The attacks began to flood Twitter on Thursday after Harris’ breakout performance on the second night of the Democratic debate when she challenged former Vice President Joe Biden’s record on race. The attack got more impetus with President Donald Trump’s eldest son retweeting a post from right-wing commentator Ali Alexander.

“Kamala Harris is *not* an American Black,” Alexander had tweeted. “She is half Indian and half Jamaican. I’m so sick of people robbing American Blacks (like myself) of our history. It’s disgusting. Now using it for debate time at #DemDebate2?” Trump Jr retweeted it, adding the comment: “Is this true? Wow.” He later deleted the tweet.

“This is the same type of racist attacks his father used to attack Barack Obama,” Harris’ campaign spokesperson Lily Adams told The Washington Post over an email. “It didn’t work then and it won’t work now.”

Harris, a former California attorney general, is the biracial daughter of a Jamaican father and Indian mother. She is one of only two black presidential candidates for 2020.

“The attacks against @KamalaHarris are racist and ugly,” tweeted Democrat Senator from Massachusetts, Elizabeth Warren. “We all have an obligation to speak out and say so. And it’s within the power and obligation of tech companies to stop these vile lies dead in their tracks.” New Jersey Senator Cory Booker, also a Democrat, said Harris had nothing to prove.

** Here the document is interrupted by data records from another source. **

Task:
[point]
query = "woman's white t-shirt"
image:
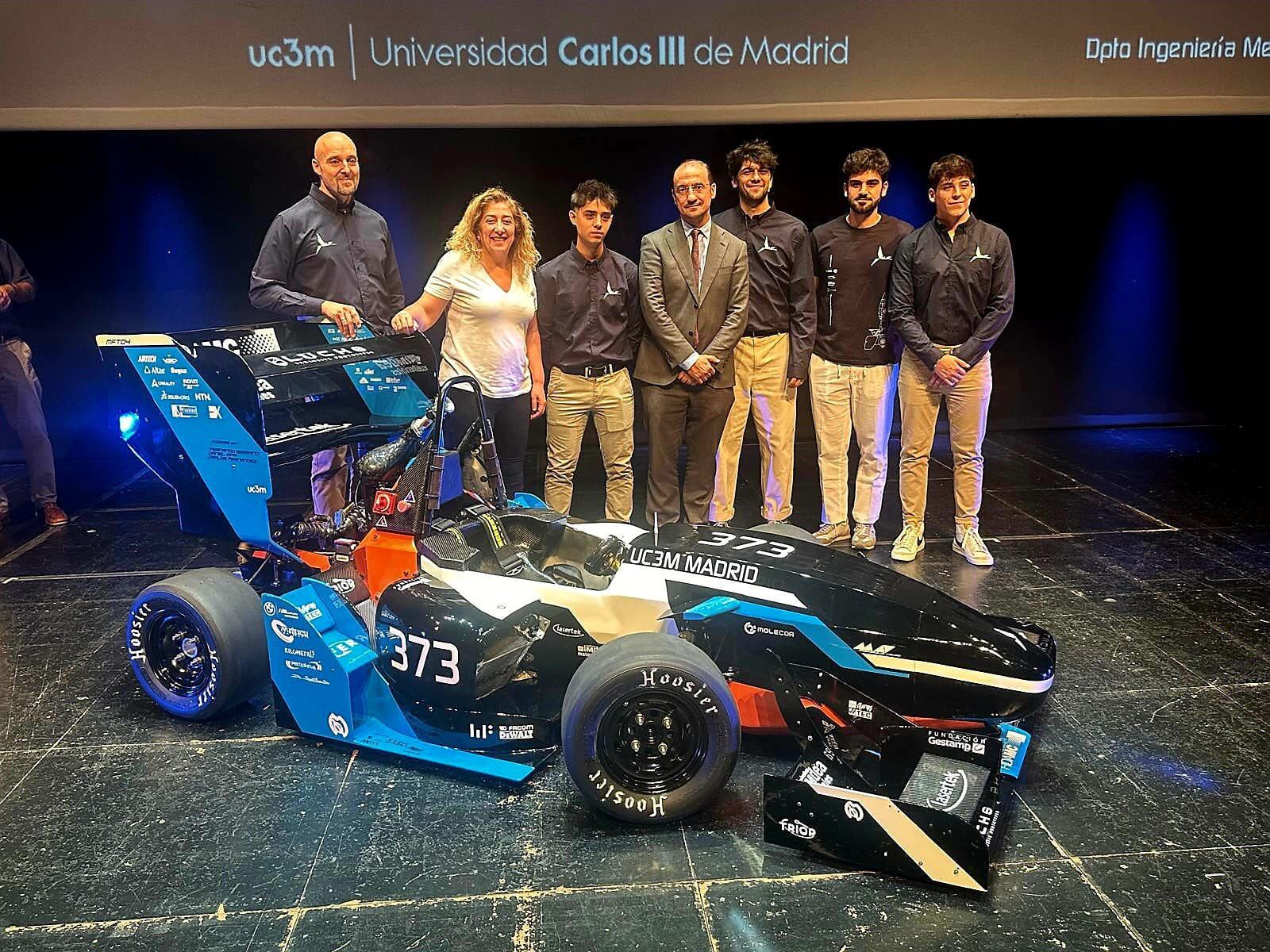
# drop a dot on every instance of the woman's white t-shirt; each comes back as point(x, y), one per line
point(486, 325)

“The presidential competitive field is stronger because Kamala Harris has been powerfully voicing her Black American experience,” Indiana Mayor Pete Buttigieg tweeted. “Her first-generation story embodies the American dream. It’s long past time to end these racist, birther-style attacks.”

President Donald Trump on Saturday, too, joined the bandwagon and claimed that Harris got “too much credit” for her debate performance, reported The Washington Post. “It wasn’t that outstanding,” Trump said at the end of a news conference in Japan where the president is attending the G20 summit. “He [Biden] was hit harder than he should have been hit.”

Harris’ campaign spokesperson retweeted nearly a dozen comments and articles on Saturday to defend her. “This stuff is really vile and everyone should speak out against it,” Adams tweeted. Harris herself, however, has not yet replied to any of these comments.